The major steps in brain structure are more layered, than homogonized. That's why I like to think of the structures of the brain as 'organs', though 'regions' is likely more correct, the exact physical boundaries being uncertain. Some specifics from the brain-organ-soup are autonomic system, brain stem, medulla, limbic, visual cortex, audio cortex, pre-frontal cortex [this list is a bit of a cock-up so here's a link to a nice Wikipedia list http://en.wikipedia.org/wiki/List_of_regions_in_the_human_brain]

So, the point becomes that a very large percent of the brain is fixed in structure. The means by which I experience sight, is essentially the same throughout my life. The means by which I hear, beat my heart, 'know' to breath, is largely fixed. Many of my base characteristics are also fixed. How I process fight or flight, how I wake up and become drowsy (e.g., the circadian rhythm). And there are structures more or less permanent that formed when I negotiated high-stress (i.e., important) events in my life. The wounds from early experience such as a fight in childhood, or significant lack of parental care. My biology, DNA inheritance, and early experience all layer in my brain, giving rise to my 'self' (see earlier posts such as "sub-conscious karmic oxen", and "to understand your mind, understand a tree").

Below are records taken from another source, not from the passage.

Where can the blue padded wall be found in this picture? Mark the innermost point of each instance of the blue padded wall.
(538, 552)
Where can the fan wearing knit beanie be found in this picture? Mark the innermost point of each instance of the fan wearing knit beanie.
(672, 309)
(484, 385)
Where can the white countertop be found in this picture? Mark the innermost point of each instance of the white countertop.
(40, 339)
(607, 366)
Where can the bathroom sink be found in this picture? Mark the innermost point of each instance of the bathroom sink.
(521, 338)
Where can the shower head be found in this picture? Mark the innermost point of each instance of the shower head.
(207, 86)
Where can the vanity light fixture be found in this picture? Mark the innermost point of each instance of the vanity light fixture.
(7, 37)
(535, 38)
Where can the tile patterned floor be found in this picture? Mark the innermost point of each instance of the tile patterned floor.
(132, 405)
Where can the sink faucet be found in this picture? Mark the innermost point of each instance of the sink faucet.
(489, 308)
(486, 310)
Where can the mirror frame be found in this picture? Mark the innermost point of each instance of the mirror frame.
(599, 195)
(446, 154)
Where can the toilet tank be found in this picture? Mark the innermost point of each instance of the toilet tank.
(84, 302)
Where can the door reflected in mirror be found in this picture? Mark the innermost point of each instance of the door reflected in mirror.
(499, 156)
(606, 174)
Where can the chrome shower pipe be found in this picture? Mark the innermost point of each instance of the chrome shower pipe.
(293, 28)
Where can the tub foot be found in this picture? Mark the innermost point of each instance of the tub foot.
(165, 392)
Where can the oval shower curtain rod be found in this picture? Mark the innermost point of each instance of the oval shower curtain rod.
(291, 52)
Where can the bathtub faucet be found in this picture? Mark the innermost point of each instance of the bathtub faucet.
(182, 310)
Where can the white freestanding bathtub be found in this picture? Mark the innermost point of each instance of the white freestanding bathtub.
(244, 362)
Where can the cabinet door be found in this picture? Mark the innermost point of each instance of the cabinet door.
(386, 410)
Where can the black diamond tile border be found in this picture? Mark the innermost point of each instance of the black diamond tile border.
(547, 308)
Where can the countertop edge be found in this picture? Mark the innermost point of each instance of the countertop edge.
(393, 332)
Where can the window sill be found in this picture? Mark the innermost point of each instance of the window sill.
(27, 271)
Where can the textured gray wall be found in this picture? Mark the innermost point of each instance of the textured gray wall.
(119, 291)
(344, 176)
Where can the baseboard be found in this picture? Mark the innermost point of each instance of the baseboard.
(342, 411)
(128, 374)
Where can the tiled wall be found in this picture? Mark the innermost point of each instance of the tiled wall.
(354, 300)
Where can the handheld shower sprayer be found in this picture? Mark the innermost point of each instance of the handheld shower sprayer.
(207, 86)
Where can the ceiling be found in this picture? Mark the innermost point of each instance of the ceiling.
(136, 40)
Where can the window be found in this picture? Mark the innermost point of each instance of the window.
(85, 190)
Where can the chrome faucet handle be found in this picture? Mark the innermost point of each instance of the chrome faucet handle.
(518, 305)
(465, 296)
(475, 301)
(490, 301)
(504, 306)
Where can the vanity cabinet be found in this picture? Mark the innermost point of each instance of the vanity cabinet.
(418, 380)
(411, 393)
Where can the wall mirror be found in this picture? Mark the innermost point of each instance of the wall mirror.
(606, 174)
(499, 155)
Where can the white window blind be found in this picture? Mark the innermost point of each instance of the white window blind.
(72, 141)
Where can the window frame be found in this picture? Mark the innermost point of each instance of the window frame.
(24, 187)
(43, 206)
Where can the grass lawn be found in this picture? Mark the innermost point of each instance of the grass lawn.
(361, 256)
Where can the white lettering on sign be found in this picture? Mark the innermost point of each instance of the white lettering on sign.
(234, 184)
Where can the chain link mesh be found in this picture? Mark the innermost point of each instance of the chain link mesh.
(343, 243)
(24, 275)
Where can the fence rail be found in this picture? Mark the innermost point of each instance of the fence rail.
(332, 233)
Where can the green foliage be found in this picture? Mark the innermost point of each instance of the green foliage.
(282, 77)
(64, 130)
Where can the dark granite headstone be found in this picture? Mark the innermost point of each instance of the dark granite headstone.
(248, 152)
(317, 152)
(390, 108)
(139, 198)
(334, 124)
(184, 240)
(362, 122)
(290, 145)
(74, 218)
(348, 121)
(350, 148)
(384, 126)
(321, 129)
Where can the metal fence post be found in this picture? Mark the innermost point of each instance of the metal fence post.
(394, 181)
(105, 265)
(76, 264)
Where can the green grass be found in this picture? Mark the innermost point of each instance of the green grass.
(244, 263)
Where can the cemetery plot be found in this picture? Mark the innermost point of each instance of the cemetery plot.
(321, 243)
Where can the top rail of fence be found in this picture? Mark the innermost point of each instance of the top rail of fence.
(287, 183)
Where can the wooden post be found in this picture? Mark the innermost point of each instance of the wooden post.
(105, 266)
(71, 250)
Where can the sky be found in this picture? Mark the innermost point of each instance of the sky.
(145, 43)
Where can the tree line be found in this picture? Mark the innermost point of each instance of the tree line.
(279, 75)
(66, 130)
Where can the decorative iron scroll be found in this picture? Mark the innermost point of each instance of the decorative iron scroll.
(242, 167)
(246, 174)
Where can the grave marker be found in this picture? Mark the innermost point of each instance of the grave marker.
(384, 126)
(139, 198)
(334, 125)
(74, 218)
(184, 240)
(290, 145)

There is also a part of my brain that is plasitc. From a high frequency plasticity which deals with ever changing sensory inputs such as sight and sound and location and position and temperature; to a lower frequency plasticity dealing with long and short term memory.

My feelings, my sense of what is going on, my suffering, is a complicated mix, I think, of my underlying fixed aspects and the more plastic aspects of my brain. It's rather like an inverse pachinko machine. An 'idea' (a neurological impulse wave from) gets launched by my sensory and other primitive reaction organs and starts its way towards consiousness. It gets pinged and bopped around by various neural connects (the pins in this pachinko machine) that are both essentially fixed (e.g., the structure of my medulla) and plastic (my cortex), until it ends up as a thought or action that I can experience consciously.




Perhaps this has been too much of a walk into minutia, so back to the point.....

Much of how I experience life is fixed. However, with practice I can exercise ways of thinking that, in a sense, either allow me to add new layers of pins in my pachinko machine, or bend the ones that are there so the same sort of situational inputs are experienced differently in my consciousness.

Some terrible childhood trauma-remembering bundle of neurons might still fire off when an analogous situation is presented to me in my adulthood, but I may be able to layer some new pins (or bend some existing ones) that divert the conscious result from panic to "okay."

It may even be possible that I can change the gross course of the panchiko balls so that sensory experience comes more directly from 'mechanical' rather than 'interpretive' parts of my brain. i.e., so that I can learn to see, hear, experience without using my judgement channels (my judgement organ pathways), but get a more direct feed from my visual or audio cortex.

There is a very large part of the self that is, indeed, permanent, and a very important aspect of the nature of experienced self is that it is also plastic. Self does change and it can be retrained. But I am here. and I am permanent. Not in the geological sense of time, but in the sense of having substance while I am. I am a pachinko machine to be reckoned with*.


[* for Chief Inspector Endeavor Morse, "I am a pachinko machine with which to be reckoned" ????]